Molecular docking study of britannin binding to PD-L1 and related anticancer pseudoguaianolide sesquiterpene lactones

Abstract

The pseudoguaianolide-type sesquiterpene lactone (SL) britannin (BRT), found in different Inula species, has been characterized as a potent anticancer agent acting via modulation of the transcription factor NFkB and the Nrf2-Keap1 signaling pathway. In addition, a BRT-induced down-regulation of the immune checkpoint PD-L1 (programmed cell death ligand 1) expressed on cancer cells has been evidenced. Here we have performed a docking analysis of the direct binding of BRT to the PD-L1 protein, both in its monomeric and dimeric state. BRT appears to form stable complexes with PD-L1, with a preference for the dimeric form, binding at the interface of the two monomers. The calculated empirical energy of interaction (ΔE) value reaches −63.1 kcal/mol for the BRT-PD-L1 dimer complex, not far from the value calculated with the reference PD-L1 ligand BMS-202 (ΔE = −73.4 kcal/mol) under identical conditions. We also studied the potential PD-L1 dimer binding of 15 pseudoguaianolide sesquiterpene lactones analogues to BRT, including helenalin, gaillardin, bigelovin, coronopilin, and others.

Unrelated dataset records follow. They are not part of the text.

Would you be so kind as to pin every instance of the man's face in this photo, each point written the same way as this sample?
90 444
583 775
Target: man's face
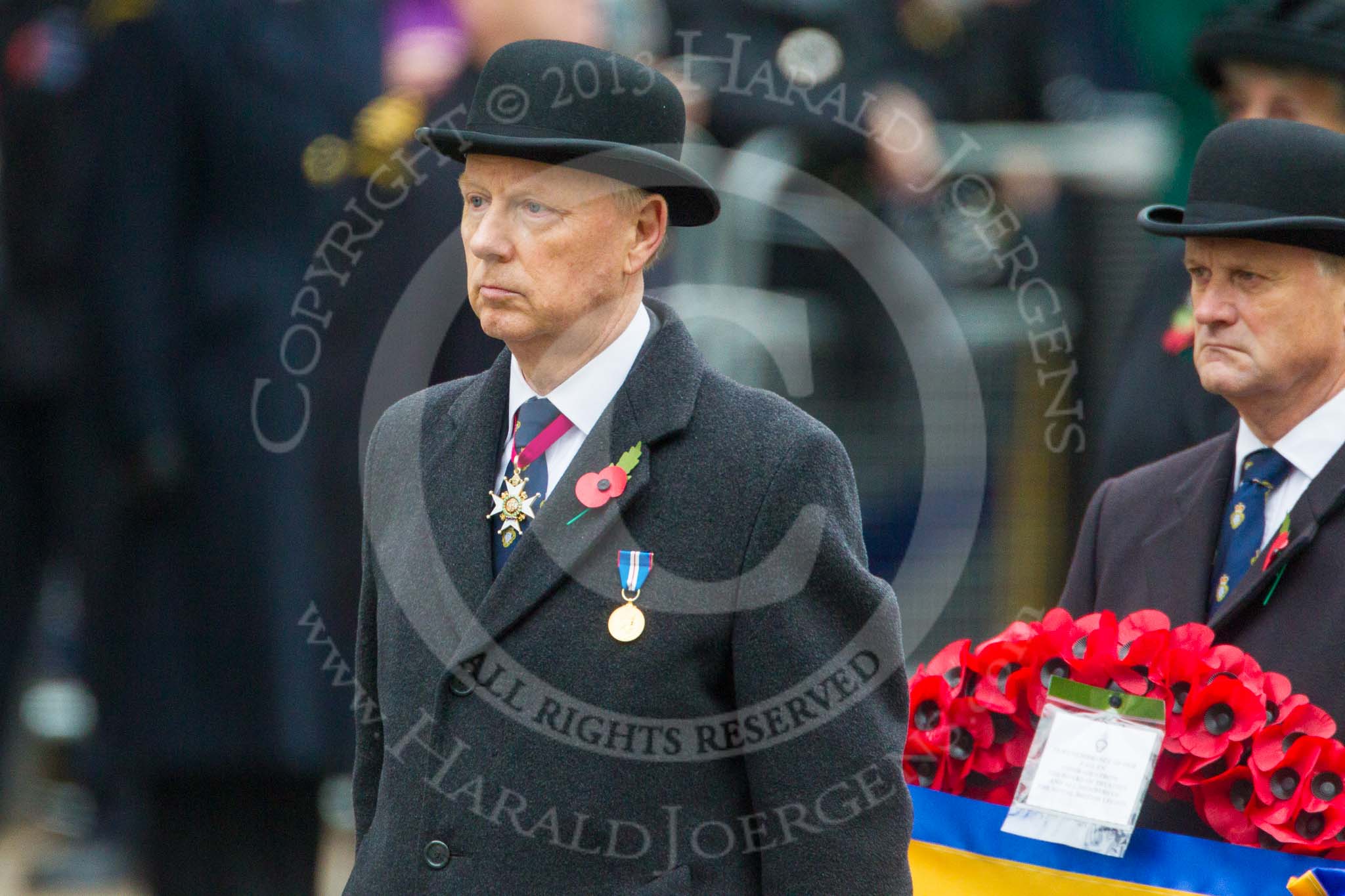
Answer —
1270 323
1252 91
545 245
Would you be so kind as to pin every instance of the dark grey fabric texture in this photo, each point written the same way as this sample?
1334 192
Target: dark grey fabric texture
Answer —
471 727
1149 539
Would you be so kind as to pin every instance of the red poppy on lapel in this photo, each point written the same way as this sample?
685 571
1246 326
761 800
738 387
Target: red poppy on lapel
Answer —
1278 544
596 489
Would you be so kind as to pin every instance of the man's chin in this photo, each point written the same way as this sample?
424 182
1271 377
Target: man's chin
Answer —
1222 379
510 327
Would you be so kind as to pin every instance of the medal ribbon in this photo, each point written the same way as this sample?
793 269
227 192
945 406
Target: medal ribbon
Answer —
542 441
634 568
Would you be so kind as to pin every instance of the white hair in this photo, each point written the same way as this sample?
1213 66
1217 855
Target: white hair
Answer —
1331 265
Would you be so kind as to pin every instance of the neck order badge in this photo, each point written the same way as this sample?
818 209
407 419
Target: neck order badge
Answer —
632 567
513 505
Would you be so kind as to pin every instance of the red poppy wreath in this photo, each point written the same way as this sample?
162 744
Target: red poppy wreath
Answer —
1258 761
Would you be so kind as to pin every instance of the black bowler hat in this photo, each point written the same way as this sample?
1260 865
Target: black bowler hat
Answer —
1268 179
567 102
1286 34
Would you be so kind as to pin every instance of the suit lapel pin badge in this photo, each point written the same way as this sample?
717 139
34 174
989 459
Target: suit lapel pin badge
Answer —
1273 551
632 567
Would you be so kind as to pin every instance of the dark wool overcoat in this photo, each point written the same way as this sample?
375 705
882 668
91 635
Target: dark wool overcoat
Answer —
747 742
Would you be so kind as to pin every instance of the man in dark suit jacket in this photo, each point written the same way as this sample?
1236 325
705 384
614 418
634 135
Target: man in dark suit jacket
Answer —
1281 60
513 734
1245 532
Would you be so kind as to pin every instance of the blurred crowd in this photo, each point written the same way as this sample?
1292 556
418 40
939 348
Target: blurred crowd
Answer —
214 219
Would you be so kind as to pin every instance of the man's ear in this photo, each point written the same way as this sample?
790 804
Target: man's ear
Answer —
651 224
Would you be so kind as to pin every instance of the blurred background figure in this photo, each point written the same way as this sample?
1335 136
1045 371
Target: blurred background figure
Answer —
206 202
222 253
1270 60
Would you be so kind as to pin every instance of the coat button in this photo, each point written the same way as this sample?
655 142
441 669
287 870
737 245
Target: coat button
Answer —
437 853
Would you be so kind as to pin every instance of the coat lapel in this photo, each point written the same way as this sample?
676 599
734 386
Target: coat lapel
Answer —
1179 554
654 403
1323 499
460 453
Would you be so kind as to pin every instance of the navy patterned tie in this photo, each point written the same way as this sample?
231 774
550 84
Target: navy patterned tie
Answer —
535 416
1245 522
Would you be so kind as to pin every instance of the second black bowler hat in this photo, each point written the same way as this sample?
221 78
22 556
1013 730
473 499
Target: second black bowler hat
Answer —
1268 179
571 104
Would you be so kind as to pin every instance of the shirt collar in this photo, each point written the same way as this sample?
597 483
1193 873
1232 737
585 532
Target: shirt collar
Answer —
590 390
1309 446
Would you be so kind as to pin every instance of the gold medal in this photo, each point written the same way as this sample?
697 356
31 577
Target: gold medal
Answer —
513 505
626 622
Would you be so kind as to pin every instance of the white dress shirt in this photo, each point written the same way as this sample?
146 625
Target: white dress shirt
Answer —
581 398
1308 448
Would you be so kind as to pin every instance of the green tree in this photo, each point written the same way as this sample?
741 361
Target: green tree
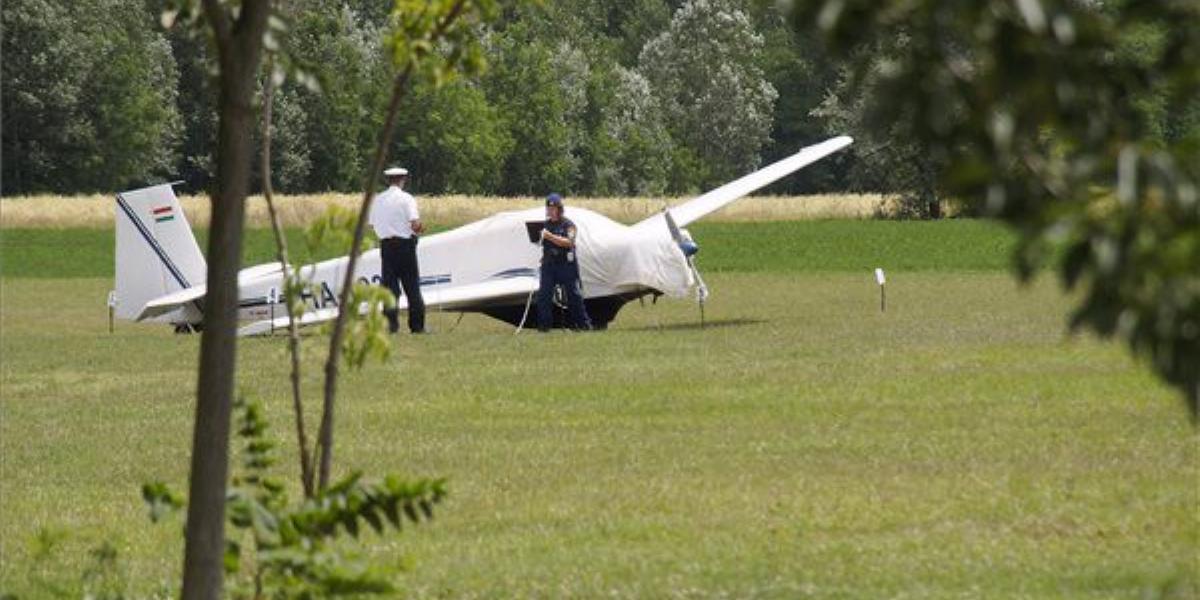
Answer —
453 139
1057 118
346 59
718 103
540 90
88 95
634 135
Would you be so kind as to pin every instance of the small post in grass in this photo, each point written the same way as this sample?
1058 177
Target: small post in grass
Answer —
273 297
883 294
112 309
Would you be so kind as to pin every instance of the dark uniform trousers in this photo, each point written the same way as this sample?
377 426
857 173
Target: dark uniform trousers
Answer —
556 273
400 269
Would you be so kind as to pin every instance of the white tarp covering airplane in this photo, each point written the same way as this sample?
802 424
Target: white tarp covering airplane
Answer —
489 267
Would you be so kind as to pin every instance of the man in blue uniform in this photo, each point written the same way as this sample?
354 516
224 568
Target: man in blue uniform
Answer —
559 268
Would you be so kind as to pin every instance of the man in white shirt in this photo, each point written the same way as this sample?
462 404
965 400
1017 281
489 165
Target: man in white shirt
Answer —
397 222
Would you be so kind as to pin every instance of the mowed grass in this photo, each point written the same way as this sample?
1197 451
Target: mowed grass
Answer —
803 444
775 246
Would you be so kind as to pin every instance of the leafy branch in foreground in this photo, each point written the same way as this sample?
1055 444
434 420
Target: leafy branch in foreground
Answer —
275 549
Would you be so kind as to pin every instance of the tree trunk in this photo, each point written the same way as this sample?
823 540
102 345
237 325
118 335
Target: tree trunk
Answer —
239 48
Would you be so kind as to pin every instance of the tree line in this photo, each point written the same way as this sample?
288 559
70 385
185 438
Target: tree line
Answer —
587 97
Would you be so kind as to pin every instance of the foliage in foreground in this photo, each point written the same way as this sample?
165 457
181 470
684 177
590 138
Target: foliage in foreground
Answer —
276 549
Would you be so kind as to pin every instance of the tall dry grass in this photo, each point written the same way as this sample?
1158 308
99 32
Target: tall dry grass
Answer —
97 211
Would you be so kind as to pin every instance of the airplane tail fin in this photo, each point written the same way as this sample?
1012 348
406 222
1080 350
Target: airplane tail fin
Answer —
156 251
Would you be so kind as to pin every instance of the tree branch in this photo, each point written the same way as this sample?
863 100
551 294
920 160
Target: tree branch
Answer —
281 255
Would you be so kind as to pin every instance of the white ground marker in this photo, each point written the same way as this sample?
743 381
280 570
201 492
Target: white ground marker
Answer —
883 294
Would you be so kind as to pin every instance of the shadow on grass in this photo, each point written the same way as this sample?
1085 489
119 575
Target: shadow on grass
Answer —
696 325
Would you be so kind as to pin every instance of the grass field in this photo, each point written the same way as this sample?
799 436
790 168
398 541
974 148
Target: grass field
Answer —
96 211
959 445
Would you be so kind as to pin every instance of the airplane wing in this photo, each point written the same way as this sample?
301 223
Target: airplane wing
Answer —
460 298
715 199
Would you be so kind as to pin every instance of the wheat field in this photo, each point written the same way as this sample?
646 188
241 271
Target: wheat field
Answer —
96 211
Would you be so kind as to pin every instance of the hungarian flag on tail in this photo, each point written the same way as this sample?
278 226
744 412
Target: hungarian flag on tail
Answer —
163 214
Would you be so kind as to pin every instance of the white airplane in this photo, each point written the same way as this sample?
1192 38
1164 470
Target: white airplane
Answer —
489 267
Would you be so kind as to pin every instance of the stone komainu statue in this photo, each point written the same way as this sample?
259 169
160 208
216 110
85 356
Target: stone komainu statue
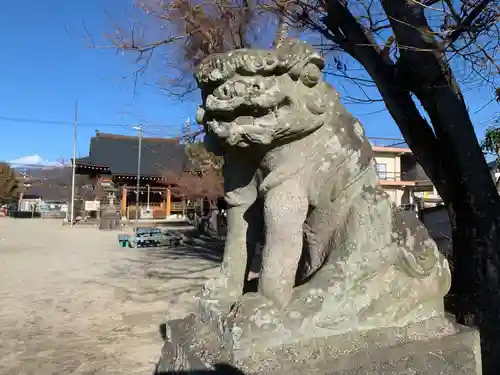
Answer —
300 166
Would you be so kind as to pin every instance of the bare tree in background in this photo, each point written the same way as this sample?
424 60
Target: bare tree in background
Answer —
8 182
411 52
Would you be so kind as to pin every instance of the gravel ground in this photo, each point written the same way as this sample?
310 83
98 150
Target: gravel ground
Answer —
73 302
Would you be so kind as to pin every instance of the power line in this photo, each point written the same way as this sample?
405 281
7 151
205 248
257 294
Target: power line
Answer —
81 124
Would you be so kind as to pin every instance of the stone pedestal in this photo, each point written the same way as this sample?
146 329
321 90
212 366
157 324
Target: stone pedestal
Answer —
453 350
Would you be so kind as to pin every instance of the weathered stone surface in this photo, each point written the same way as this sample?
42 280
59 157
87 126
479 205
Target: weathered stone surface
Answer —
337 256
377 352
347 285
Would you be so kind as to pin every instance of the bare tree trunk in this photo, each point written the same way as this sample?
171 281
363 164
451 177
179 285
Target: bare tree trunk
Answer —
449 154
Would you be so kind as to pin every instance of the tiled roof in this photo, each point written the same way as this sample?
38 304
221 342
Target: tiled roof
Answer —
119 154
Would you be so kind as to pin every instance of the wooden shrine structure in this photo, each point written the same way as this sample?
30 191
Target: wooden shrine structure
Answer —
112 168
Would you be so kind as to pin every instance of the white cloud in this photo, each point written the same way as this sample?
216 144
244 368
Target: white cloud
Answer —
32 160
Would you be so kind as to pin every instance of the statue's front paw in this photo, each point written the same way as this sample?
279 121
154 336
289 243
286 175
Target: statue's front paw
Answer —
220 287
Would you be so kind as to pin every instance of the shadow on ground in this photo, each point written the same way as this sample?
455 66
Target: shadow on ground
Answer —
222 369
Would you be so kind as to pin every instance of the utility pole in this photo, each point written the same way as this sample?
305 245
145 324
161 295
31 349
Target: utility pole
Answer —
139 129
74 167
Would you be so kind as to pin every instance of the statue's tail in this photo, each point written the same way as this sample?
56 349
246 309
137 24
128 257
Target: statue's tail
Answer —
418 253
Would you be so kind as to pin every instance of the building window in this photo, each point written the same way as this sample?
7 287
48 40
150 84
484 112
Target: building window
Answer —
382 171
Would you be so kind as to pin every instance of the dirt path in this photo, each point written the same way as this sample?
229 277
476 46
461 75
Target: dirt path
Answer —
73 302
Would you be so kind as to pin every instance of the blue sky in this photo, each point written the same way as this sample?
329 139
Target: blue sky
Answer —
47 64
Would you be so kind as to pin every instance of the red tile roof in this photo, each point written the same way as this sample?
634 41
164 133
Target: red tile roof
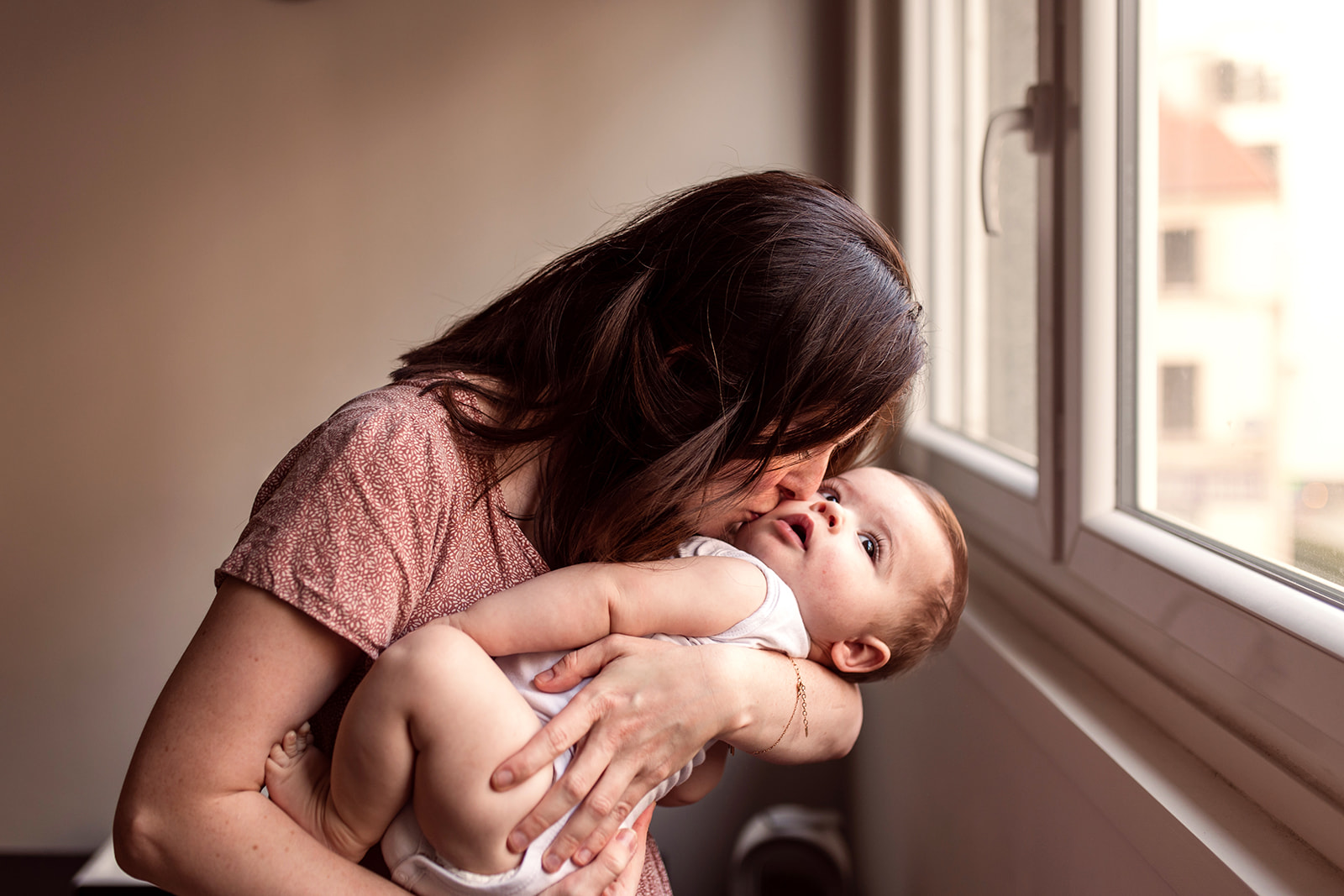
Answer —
1198 159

The docking analysis predicted that the SL chamissonolide (CHM) can also form equally stable complexes with PD-L1 dimer (ΔE = −64.8 kcal/mol). Preliminary compound structure-PD-L1 binding relationships have been delineated. This computational study supports the proposed interaction of BRT with PD-L1 and provides a guidance to the design of novel PD-L1 binders incorporating a SL-like tricyclic core unit.

Keywords:

• Britannin
• cancer
• chamissonolide
• sesquiterpene lactone
• drug-protein binding
• molecular modeling
• PD-L1

Disclosure statement

The authors declare no conflict of interest associated with this publication and there has been no significant financial support for this work that could have influenced its outcome.